T 226/85 Stable bleaches/UNILEVER (emphasis added)
In this case, the Court found that Example 3 would be adapted by the skilled person and that the adapted process would still give the inventive result. Thus, the specification, under these facts, led the skilled person directly towards success over the scope of the claim. The fact that Example 3 was not enabled as described could be overlooked, because, according to the Court, the invention was so remarkable it was properly claimed using terms describing a “principle of general application”. The Court found that such terms will always capture more than is explicitly disclosed in the application, and rightly so because the inventor should have rights to the embodiments disclosed and those embodiments, now unknown, but which are later built upon their invention.

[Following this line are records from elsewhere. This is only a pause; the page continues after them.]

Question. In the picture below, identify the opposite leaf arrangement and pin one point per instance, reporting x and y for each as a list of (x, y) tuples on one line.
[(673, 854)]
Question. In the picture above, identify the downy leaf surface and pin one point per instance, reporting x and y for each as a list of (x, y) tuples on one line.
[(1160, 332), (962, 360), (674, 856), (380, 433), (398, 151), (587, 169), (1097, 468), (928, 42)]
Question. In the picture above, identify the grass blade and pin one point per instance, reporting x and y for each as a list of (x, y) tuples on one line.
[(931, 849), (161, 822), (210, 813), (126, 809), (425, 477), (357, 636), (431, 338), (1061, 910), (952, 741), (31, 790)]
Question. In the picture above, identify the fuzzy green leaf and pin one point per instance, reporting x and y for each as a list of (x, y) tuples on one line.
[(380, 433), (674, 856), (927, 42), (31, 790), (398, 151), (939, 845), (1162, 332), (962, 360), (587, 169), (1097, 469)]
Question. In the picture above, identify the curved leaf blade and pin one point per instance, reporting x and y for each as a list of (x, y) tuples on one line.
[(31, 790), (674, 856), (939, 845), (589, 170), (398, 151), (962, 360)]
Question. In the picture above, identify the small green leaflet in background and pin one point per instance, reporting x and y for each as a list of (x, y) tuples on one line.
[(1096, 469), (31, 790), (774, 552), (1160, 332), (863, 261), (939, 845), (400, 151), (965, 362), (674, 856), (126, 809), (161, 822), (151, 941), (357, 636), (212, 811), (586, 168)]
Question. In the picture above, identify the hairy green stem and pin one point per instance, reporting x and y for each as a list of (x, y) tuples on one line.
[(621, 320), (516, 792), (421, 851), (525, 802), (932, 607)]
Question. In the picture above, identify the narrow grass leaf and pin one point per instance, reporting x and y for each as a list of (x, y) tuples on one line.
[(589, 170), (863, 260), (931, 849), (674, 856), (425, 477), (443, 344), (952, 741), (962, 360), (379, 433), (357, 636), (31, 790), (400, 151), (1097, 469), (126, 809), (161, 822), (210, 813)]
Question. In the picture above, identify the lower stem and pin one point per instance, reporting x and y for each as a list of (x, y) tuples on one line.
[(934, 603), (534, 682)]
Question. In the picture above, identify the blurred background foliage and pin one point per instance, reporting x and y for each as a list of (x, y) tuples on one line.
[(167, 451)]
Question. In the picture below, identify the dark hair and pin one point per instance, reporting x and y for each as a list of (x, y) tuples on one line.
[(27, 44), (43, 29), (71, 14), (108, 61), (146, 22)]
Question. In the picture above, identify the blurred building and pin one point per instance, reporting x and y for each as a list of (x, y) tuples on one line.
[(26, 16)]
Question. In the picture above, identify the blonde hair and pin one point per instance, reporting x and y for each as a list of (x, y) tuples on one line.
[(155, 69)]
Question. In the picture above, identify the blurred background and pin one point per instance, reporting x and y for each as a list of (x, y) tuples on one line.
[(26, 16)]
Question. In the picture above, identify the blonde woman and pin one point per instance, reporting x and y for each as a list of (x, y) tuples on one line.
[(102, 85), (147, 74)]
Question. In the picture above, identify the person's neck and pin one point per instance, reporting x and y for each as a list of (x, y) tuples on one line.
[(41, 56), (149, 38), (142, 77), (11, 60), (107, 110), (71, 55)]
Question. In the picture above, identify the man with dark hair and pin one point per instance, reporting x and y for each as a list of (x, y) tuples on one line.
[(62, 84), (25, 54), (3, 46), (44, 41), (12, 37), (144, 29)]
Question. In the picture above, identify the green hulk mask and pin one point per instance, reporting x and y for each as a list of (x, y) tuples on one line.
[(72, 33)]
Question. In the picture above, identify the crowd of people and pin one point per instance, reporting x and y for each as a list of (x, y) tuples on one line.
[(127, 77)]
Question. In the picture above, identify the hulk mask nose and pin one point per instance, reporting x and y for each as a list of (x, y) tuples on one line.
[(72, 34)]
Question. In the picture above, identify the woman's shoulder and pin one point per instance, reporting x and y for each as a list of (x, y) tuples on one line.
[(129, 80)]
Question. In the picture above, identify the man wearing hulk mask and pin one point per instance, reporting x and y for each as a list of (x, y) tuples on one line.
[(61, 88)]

As the court deemed this invention such a significant technical contribution, the claim language using a general principle of application was proper and the disclosure still met the requirement that it must “necessarily and directly” lead the skilled person toward the successful implementation and use of the invention.
However, the requirement under European law that the patent disclosure must “necessarily and directly” lead the skilled person to success represents a higher bar than U.S. patent counsel may be used to, especially when viewed in conjunction with the distinct characteristics of the skilled person under European patent law. The “skilled person” under European law is a capable person with typical knowledge in the relevant field, but exercises no creativity. That skilled person will follow the instructions given in the disclosure and supplement that information only with information that is, without question, commonly known and immediately apparent to the skilled person. For example, the skilled person in Europe will be confused by contradictory statements in the disclosure and will draw little useful technical information from broad or general statements about possible features of the invention. However, under U.S. patent law, the person of ordinary skill is a capable person with typical knowledge in the relevant field and the typical creativity for a person in that field.1 Under U.S. law on enablement, that skilled person, bringing his/her training and his/her general creativity, must be able to use the disclosure to put the invention to work. These differences in the characteristics of the skilled person (or person of ordinary skill in the art) can lead to instances where a patent application that meets the enablement requirement under the law of one jurisdiction fails to meet the requirement in another jurisdiction. This point may be further illustrated by the fact that in the U.S. litigation for Regeneron’s counterpart U.S. patent, the defendants did not seriously challenge whether the U.S. claims, which appeared to be just as broad as their European counterparts, were enabled by the disclosure.2 While the enablement standards under both U.S. and European patent law do not require enablement of a commercially viable embodiment, or even disclosure of the best mode to practice the invention, they do require enough disclosure to actually put the invention in the public domain so that the skilled person (however he/she may be characterized in the relevant jurisdiction) can make and use the invention. Given this difference, patent applications that are intended for filing in Europe must more fully describe the invention and provide technical detail that clearly conveys how to put the invention into practice, than would be typically required in the U.S.